The very civilised Newman Street Tavern

Sometimes it’s good to go to a place without much in the way of expectations. The Newman Street Tavern sounded on the face of it like just another restaurant climbing on the fashionable Fitzrovia bandwagon . . .

A chef who wasn’t on my radar, the usual guff about sourcing the best ingredients and a name that suggests what Americans might think of as a British pub.

In fact it’s charming and cosy, much more in the mould of two other recent retro openings, Quality Chophouse and Green Man, French Horn.

Chef Peter Weeden comes from the former Conran empire (Paternoster Chop House and The Boundary), a heritage you can immediately spot from the crustacea bar common to Conran restaurants in their heyday. Fish comes in daily from Cornwall. Meat is aged in a maturing room downstairs and butchered on the spot. Bread (good old fashioned white and wholemeal loaves) is freshly baked in house.

Our meal kicked off with briny oysters (Colchester rock served with shallot vinegar and a cucumber and manzanilla dressing) and, for the oyster-intolerant, some lovely sweet, simply dressed crab.

There was a small bowl of very intensely flavoured red mullet soup (using 'all the bits of the fish', as Weeden nicely put it) made in a British fashion with saffron but without tomato and some well-judged finely shredded orange which offset the slight bitterness of the livers.

Soused red mullet followed in a sharply-flavoured vinegary broth. You might be thinking 'too much red mullet' but I really liked the fact that the same ingredient was used two different ways because it was good and in season.

There was a perfectly judged rosy pink rib of beef served with a fiery beetroot and horseradish sauce and some amazingly good triple fried potatoes finished with a lavish amount of garlic oil from which you can see that NST would be a good place to go for Sunday lunch.

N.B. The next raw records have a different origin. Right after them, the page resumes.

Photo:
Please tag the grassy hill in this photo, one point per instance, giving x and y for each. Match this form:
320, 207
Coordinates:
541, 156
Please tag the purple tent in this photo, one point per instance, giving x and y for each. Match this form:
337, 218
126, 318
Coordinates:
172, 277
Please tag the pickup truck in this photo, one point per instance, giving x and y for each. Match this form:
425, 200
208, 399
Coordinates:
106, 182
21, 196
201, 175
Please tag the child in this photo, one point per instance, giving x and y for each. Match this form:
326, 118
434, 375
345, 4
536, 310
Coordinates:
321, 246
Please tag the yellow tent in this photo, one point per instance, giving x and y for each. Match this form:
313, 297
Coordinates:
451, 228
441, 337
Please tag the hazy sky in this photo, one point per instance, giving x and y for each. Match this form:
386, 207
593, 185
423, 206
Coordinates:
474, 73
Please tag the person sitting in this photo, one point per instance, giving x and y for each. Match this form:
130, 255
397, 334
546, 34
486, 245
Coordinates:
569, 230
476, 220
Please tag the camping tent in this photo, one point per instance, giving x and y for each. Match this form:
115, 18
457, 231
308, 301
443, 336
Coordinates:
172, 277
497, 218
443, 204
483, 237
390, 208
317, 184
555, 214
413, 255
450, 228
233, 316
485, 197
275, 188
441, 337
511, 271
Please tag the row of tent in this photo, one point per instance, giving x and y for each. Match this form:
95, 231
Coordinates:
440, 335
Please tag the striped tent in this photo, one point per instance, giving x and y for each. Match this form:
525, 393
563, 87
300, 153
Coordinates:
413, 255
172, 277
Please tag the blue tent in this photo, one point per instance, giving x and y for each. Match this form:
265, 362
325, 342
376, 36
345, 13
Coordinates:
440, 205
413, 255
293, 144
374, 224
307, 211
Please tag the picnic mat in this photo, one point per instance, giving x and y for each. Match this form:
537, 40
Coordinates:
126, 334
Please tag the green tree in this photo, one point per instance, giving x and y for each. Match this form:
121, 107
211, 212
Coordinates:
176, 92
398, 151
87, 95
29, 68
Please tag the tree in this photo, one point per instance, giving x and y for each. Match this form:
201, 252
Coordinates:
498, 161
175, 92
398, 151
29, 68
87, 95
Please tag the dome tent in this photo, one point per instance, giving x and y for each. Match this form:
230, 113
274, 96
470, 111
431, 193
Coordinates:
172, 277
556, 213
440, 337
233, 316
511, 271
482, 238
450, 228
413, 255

And very English puddings of the kind you'd expect to find at a dinner party thrown by a foodie friend: the inevitable sticky toffee pudding - the chocolate fondant de nos jours - and a delicious crabapple 'autumn' jelly served with rich chunks of quince and a small lake of double cream.

The wine list, which has been drawn up by co-owner Nigel Sutcliffe who used to work at the Fat Duck, is also a draw: 250 interesting wines divided up into enticing categories like Sea and Ocean and Mountain Reds. Several are available by the glass. and a good number are natural which certainly rocked my boat. The headily perfumed 2009 Vacqueyras "Les Restanques de Cabassole" Roucas-Tomba we had with the beef (albeit an eye-watering £66*) was utterly delicious. As indeed it should have been for that price though there are many cheaper options.

Bar food such as Spicy Moon's Farm beer sticks (aka scratchings) sounds fun and would make the Newman Street Tavern a good option for what Fergus Henderson of St John calls 'a little bun moment' round about 4 in the afternoon. That and its menu of Bloody Marys . . .

On the downside, it’s quite crowded and noisy, even in the upstairs restaurant and I suspect service could get a little slow at busy times.

Good for: visitors to the UK wanting a typically English experience, wine lovers

Not so good for: quiet romantic evenings, vegetarians

Newman Street Tavern is - surprise, surprise - in Newman Street (no 48) just north of Oxford Street and west of Tottenham Court Road. Tel: 020 3667 1445.

*I ate at the Newman Street Tavern as a guest of the restaurant. And we were served a set menu so didn't get a full chance to put the dining room through its paces. I would/will go back though.